I wanna see!  oh there it is! oops spoke to soon, link does not work for me.


----------



## Lovebirds (Sep 6, 2002)

nope. says I'm not authorized to view this page


----------



## floppy109909 (Apr 3, 2008)

if you refresh it it should work it did for me


----------



## Lovebirds (Sep 6, 2002)

ok. That's weird. I saw the bird, but there's really no way to know what breed it is by looking at it's head.


----------



## floppy109909 (Apr 3, 2008)

http://www.azpigeonman.com/rllr.jpg


----------



## spirit wings (Mar 29, 2008)

floppy109909 said:


> what kind of pigeon is this and does anyone have them for sale i need a pair


pretty!  wish I knew. sorry


----------



## spirit wings (Mar 29, 2008)

Lovebirds said:


> ok. That's weird. I saw the bird, but there's really no way to know what breed it is by looking at it's head.

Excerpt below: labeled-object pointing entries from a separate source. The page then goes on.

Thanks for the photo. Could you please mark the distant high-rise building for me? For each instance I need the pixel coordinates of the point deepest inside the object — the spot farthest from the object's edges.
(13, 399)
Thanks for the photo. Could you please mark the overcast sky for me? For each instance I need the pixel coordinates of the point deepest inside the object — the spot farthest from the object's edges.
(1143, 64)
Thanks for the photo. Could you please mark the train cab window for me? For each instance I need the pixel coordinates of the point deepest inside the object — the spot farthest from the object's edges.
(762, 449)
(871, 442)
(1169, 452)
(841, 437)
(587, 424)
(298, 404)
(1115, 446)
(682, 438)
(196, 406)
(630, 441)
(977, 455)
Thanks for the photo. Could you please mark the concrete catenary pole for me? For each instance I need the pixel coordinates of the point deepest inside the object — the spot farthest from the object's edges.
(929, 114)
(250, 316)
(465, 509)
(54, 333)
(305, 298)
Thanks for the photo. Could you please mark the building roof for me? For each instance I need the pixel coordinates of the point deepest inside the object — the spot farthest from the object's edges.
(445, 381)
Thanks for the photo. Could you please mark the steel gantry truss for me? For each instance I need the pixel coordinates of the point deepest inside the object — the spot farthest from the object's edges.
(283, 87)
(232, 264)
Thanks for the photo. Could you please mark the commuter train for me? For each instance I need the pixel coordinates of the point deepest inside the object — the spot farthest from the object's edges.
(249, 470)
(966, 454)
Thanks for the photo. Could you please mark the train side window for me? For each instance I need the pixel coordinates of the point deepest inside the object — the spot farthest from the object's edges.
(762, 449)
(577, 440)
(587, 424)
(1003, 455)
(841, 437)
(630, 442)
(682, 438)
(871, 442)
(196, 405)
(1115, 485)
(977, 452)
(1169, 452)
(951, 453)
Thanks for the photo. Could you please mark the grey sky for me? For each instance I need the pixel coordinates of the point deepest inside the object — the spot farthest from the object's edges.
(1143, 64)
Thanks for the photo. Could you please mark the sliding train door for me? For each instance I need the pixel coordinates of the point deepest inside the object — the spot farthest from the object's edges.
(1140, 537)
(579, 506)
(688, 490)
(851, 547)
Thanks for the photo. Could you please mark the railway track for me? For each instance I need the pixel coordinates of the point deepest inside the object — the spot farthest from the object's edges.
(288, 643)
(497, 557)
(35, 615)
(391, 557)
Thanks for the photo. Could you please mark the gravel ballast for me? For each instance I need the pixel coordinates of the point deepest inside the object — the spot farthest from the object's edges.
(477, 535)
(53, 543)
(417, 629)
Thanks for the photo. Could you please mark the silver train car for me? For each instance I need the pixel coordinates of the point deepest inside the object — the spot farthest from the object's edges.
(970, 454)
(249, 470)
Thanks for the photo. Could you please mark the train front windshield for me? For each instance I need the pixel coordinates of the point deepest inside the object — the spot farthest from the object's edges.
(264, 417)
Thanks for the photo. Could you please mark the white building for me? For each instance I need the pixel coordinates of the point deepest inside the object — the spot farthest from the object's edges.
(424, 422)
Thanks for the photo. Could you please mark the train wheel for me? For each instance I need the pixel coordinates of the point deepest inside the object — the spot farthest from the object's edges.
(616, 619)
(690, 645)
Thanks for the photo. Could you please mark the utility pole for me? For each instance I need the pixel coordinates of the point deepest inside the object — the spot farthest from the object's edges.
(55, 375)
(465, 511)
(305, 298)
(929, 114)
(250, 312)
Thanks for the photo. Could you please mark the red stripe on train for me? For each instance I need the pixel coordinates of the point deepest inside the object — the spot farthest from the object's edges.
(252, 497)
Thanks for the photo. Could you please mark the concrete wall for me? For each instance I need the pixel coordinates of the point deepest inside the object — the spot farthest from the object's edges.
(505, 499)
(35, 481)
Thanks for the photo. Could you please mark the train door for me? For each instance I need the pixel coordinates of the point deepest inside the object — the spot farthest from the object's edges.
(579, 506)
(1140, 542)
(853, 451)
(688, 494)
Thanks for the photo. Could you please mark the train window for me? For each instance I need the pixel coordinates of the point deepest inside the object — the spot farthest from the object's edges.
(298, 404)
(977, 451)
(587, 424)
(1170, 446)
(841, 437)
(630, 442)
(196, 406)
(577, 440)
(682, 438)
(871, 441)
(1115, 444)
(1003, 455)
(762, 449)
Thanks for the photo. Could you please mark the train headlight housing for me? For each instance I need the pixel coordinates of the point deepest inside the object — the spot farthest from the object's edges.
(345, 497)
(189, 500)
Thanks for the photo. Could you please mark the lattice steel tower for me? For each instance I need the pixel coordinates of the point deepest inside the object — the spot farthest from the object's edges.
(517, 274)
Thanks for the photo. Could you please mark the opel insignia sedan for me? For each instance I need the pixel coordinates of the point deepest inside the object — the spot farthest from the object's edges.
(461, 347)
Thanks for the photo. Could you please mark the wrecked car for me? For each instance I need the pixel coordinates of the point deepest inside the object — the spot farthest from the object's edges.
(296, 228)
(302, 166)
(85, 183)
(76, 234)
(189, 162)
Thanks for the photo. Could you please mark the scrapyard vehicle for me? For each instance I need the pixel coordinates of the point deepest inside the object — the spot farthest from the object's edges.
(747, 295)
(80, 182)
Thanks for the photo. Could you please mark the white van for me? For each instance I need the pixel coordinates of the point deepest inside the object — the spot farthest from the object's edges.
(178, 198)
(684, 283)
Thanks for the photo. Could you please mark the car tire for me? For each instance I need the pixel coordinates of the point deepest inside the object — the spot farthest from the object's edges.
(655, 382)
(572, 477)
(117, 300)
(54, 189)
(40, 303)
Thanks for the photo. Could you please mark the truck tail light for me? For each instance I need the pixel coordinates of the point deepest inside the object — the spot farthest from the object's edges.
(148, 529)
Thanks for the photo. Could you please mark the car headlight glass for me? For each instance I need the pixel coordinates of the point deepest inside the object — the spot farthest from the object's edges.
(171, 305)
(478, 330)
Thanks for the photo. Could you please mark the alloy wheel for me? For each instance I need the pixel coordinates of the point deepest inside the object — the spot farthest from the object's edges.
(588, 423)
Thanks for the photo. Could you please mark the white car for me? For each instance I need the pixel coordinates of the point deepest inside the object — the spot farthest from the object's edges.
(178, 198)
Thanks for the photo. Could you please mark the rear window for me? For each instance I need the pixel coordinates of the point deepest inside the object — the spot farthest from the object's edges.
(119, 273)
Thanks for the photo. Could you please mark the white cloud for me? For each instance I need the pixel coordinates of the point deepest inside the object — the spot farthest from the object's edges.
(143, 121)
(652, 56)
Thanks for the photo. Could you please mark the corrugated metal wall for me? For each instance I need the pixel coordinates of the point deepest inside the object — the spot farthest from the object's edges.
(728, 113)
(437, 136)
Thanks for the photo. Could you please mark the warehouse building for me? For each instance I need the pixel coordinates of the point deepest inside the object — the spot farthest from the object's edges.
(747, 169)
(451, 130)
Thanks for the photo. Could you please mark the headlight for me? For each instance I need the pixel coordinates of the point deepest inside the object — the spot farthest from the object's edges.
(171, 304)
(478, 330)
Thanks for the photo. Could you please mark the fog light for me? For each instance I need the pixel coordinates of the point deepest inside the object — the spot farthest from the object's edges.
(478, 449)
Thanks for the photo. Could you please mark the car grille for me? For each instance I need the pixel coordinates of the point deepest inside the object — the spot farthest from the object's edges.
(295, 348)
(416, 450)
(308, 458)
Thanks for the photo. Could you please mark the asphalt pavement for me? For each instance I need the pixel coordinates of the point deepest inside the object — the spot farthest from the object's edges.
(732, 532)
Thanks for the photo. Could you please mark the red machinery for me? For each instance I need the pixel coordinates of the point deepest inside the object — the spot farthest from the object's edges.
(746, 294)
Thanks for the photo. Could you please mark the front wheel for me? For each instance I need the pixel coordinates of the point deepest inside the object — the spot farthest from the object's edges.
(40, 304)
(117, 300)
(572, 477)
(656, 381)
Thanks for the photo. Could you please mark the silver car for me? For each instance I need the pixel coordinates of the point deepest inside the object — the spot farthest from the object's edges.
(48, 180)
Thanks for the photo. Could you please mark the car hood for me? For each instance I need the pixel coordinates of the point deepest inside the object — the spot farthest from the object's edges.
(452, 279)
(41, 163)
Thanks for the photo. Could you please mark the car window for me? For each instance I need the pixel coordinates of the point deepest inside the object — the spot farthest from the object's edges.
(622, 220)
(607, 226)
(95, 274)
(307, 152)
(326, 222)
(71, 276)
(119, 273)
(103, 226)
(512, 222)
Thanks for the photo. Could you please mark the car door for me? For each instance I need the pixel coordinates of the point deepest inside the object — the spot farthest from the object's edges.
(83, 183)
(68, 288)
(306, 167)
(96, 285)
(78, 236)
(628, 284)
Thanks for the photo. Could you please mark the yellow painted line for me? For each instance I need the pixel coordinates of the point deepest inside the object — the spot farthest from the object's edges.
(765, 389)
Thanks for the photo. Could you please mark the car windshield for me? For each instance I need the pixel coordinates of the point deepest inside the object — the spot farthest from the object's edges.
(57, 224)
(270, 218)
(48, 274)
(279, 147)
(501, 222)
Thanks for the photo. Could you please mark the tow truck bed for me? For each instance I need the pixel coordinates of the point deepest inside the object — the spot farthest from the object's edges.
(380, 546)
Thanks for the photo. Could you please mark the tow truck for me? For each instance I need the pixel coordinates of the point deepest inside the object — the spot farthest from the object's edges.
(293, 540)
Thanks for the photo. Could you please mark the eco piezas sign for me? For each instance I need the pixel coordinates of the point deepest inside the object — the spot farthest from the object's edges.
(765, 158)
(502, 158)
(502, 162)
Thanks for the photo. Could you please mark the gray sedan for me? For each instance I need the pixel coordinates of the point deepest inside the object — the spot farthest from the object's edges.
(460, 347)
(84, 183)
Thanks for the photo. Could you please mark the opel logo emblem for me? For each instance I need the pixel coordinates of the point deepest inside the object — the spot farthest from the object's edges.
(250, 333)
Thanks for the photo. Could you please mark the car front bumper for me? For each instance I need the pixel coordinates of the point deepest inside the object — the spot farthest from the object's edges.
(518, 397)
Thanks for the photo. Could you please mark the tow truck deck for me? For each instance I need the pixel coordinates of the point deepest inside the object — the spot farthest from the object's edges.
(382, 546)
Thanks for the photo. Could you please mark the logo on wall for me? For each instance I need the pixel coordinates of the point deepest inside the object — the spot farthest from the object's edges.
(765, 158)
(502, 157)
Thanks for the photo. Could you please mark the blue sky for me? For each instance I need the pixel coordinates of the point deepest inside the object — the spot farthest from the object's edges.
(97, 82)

It's a black headed somthing or other.. lol


----------



## spirit wings (Mar 29, 2008)

floppy109909 said:


> if you refresh it it should work it did for me


a roller pigeon?


----------



## Charis (Feb 11, 2007)

I would encourage you to do a little bit more reading about pigeons, breeds and care before you jump into anything.


----------



## jbangelfish (Mar 22, 2008)

*They look like rollers*

But it really is hard to say. Black and Silver Red Bar are common roller colors and the Red Bar does look like a roller pigeon. It is really impossible to say for sure from the pictures.

Bill


----------



## TAWhatley (Mar 6, 2001)

floppy109909 said:


> http://www.azpigeonman.com/rllr.jpg


Well, this is DEFINITELY a picture of a roller .. a Ruby Roller bred by Tony Chavarria, the owner of the Roller-Talk forum. If you want a Ruby Roller, go here: http://www.rubyrollers.com/Roller_Pigeons_For_Sale.html

Terry


----------



## george simon (Feb 28, 2006)

*Birmingham Red Bar Roller .GEORGE *


----------



## jbangelfish (Mar 22, 2008)

*That's what it looks like*

But so does a Silver Red Bar (or mealie) feral pigeon.

Bill


----------



## ezemaxima (Jan 12, 2008)

Where did you get this bird from. Maybe you can ask that person what exactly is it's breed. I'm leaning towards a roller but i can be a feral too....


----------



## jbangelfish (Mar 22, 2008)

*I just saw the print*

The red bar is from Ruby Rollers and he raises Pensom Rollers, a strain of Birmingham Roller.

Bill


----------